Alizarin red S staining for biomineralization.

PA14 cultures grown in GM9 or MM9 for 24 hpi were centrifuged to pellet cells and the pellets were washed three times with PBS. One ml of 40 mM alizarin red S (pH 4.1) (MilliporeSigma) was added to the centrifuge tubes containing the pellets and the tubes were incubated at room temperature for 15 minutes. The pellets were washed five times with distilled water to remove any unincorporated dye and examined macroscopically for color. Alizarin red S stains calcium and magnesium precipitates characteristic of biomineralization bluish red to purple (Lievremont et al., 1982).

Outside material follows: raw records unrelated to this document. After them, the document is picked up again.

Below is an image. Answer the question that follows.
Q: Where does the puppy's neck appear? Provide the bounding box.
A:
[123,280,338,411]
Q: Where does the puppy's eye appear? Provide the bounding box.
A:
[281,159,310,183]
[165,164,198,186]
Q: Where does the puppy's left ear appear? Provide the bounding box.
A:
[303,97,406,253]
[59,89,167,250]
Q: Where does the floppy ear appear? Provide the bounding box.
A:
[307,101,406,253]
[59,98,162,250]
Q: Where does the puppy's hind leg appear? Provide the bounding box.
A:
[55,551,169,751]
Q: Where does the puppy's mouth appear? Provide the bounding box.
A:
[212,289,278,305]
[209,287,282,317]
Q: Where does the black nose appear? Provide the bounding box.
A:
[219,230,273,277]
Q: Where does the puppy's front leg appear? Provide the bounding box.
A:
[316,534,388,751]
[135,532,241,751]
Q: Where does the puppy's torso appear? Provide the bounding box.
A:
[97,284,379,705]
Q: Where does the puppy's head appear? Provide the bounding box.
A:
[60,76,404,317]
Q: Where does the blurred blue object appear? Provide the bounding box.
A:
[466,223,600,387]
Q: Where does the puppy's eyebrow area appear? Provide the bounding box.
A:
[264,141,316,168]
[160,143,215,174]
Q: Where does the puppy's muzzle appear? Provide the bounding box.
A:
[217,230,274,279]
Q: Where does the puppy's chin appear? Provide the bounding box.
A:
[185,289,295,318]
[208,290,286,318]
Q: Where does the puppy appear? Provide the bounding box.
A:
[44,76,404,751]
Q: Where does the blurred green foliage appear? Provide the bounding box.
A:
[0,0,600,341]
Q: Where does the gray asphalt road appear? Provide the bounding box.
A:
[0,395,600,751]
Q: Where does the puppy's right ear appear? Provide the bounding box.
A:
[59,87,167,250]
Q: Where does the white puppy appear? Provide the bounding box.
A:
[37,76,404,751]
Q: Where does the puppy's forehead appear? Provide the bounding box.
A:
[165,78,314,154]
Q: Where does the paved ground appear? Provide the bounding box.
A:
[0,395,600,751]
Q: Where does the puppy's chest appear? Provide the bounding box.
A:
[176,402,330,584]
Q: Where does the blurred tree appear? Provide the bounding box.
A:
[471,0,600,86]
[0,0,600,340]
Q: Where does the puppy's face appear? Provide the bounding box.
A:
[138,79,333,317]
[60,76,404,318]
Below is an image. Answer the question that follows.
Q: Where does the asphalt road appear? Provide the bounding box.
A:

4.8 |. Statistical analyses

Statistical significance was calculated using GraphPad Prism version 9.0.2 (161) (GraphPad Software, San Diego, CA, www.graphpad.com). For experiments across time (growth index, aggregation index, CFU, and staphylolytic assay), two-way ANOVA with Šídák’s multiple comparisons posttest was used. To compare the effect of different pH levels on the reversal of lactonolysis, data were log-transformed and statistical significance was determined by two-way ANOVA Šídák’s multiple comparisons posttest using pH 2 (the condition for expected maximum recovery of functional autoinducer) as the control value. One-way ANOVA with Tukey’s multiple comparisons posttest was done to compare all pairs of pairs among the different concentrations of malonate and glycerol. Two-tailed unpaired t-test was used to compare results from the two media in a single assay (e.g. individual gene expression or virulence factor level).